Why should I start with auto-instrumentation rather than writing custom spans from the beginning?

Auto-instrumentation via @opentelemetry/auto-instrumentations-node gives you immediate visibility into HTTP calls, database queries, and Redis operations without writing a single line of span code. Starting there lets you understand the actual trace topology of your service-to-service interactions before deciding where custom spans add real value. Adding custom spans prematurely — before you know the topology — risks creating noise and unnecessary storage cost.

How does context propagation work when Service A calls Service B?

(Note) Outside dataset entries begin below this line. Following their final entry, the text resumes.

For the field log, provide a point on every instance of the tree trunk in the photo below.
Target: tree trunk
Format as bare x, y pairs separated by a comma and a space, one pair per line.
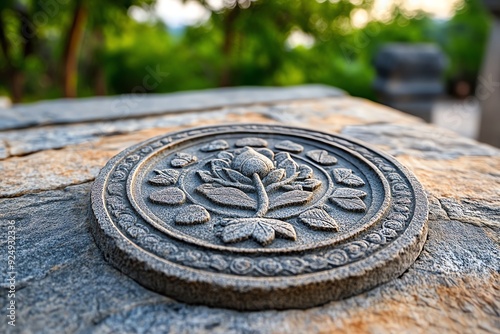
227, 47
72, 49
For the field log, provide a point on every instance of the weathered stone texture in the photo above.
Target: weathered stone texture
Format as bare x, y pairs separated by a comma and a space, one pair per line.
64, 284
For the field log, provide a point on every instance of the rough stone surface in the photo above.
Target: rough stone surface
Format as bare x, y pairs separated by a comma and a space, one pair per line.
349, 217
65, 285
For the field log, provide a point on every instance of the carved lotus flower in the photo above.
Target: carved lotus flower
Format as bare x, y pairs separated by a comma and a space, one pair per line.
249, 162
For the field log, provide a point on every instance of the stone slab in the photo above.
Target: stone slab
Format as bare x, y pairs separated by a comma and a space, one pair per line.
66, 286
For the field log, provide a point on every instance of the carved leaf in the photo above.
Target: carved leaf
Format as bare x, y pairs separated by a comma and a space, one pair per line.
182, 159
225, 156
305, 172
322, 157
289, 166
283, 229
349, 199
236, 231
205, 176
169, 196
273, 177
279, 157
215, 145
319, 219
347, 193
237, 176
227, 196
218, 168
310, 184
192, 214
165, 177
294, 197
263, 233
295, 186
262, 230
290, 146
346, 176
251, 141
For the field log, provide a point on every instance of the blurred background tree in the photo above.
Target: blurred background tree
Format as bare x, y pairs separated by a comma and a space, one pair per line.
62, 48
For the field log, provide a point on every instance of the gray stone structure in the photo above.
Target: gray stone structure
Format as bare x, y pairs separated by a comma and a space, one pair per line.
488, 89
409, 77
65, 285
254, 217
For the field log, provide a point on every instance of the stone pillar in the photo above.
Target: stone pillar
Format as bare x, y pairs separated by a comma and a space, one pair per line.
409, 77
488, 88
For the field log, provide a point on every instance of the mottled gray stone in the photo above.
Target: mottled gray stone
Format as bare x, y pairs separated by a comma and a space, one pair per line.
273, 217
66, 286
133, 106
419, 140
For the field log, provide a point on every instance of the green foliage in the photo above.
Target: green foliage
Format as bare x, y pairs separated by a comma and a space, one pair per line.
236, 46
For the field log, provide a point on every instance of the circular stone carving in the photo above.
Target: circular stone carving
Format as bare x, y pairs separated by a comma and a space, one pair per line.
257, 216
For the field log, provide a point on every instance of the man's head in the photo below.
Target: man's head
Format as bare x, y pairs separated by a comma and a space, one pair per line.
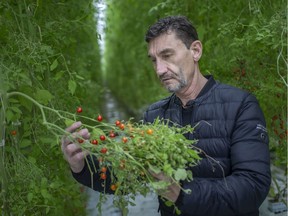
183, 29
175, 50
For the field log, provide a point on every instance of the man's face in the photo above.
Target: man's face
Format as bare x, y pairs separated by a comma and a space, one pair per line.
172, 61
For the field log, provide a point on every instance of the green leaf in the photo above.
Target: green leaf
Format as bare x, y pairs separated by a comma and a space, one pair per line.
9, 116
54, 65
59, 75
169, 203
30, 197
154, 169
16, 110
25, 143
180, 174
72, 85
43, 96
69, 122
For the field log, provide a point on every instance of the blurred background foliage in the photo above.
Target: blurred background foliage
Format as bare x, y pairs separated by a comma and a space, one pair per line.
50, 51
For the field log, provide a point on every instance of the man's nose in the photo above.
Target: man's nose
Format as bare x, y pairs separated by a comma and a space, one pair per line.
161, 68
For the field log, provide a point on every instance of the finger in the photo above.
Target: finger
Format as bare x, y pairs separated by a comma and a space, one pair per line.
72, 149
74, 126
83, 133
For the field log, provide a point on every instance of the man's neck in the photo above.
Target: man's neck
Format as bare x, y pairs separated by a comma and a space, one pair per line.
193, 90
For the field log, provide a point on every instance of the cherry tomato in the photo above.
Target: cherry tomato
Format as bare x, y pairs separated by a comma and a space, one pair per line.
117, 123
80, 140
122, 126
112, 135
99, 118
104, 169
113, 187
103, 176
104, 150
94, 142
124, 139
122, 166
149, 131
79, 110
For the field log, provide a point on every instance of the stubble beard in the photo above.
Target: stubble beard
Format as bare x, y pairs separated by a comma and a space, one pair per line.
182, 82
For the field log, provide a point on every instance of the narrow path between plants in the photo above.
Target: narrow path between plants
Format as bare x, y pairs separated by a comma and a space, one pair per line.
112, 110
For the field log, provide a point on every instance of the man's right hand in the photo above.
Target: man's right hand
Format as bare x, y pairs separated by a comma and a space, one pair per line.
71, 150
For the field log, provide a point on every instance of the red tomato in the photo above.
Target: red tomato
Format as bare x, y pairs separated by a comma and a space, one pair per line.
124, 139
80, 140
117, 123
112, 135
104, 150
94, 142
149, 131
103, 176
104, 169
122, 126
113, 187
99, 118
79, 110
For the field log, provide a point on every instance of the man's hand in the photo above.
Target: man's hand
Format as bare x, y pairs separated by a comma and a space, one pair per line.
173, 190
72, 151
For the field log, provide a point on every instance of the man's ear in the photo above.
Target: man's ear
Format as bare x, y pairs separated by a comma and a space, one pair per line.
196, 49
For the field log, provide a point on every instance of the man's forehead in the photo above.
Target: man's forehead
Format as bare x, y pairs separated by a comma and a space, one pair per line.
163, 43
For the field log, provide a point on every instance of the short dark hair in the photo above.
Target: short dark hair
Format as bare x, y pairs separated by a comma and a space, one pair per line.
183, 28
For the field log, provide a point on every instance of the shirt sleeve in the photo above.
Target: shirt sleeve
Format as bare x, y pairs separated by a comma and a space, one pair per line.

When Service A makes an outbound HTTP call to Service B, OpenTelemetry automatically injects the current trace ID and span ID into the outgoing headers using the W3C Trace Context standard. Service B extracts those headers and creates its own child spans under the same trace, so the full request journey appears as a single connected tree in your tracing backend. For Kafka and RabbitMQ this propagation is not automatic — you must manually carry context via message headers using OpenTelemetry messaging semantic conventions.

What sampling strategy balances cost and signal quality on high-traffic systems?

The post recommends combining head-based sampling (sample roughly 10% of normal traffic) with tail-based sampling applied at the OpenTelemetry Collector level. Tail sampling ensures that traces containing errors or latency above a threshold are always retained, regardless of the head-based decision. Without tail sampling, the traces you need most during an incident are the most likely to be dropped.

When should I choose Grafana Tempo over Jaeger for self-hosted tracing?

For new self-hosted deployments the post recommends Grafana Tempo because it stores traces in cheap object storage (S3 or GCS) rather than Jaeger's Cassandra or Elasticsearch, which significantly lowers storage cost at scale. Tempo also integrates natively with Grafana dashboards, giving a unified observability view if you already run Grafana. The OpenTelemetry Collector makes switching between any backends — including Jaeger, Tempo, Honeycomb, or Datadog — a configuration change with no application code changes required.

How does distributed tracing speed up incident investigation?

Instead of correlating logs across 5–10 individual services manually, you open the relevant operation in your tracing backend and the waterfall view shows exactly which service was called, in what order, how long each span took, and where errors occurred. The post describes this workflow as turning a 30-minute incident investigation into a 2-minute one. Setting up P99 latency, error rate, and trace count alerts per service lets you reach the right trace before users file a ticket.

Distributed Tracing with OpenTelemetry: A Practical NestJS Implementation

OpenTelemetry is now the second-highest-velocity CNCF project with over 24,000 contributors and nearly 50% adoption among cloud-native companies. It graduated to CNCF's top maturity level in 2026, cementing its position as the standard observability framework. The project saw a 45% year-over-year increase in code commits in 2024 and a 100% increase in search volume — it's clear the industry is converging on OpenTelemetry as the single observability layer. For NestJS developers building microservices, this means you have one standardized way to instrument your applications and send telemetry to any backend: Jaeger, Grafana Tempo, Honeycomb, Datadog, or your own collector.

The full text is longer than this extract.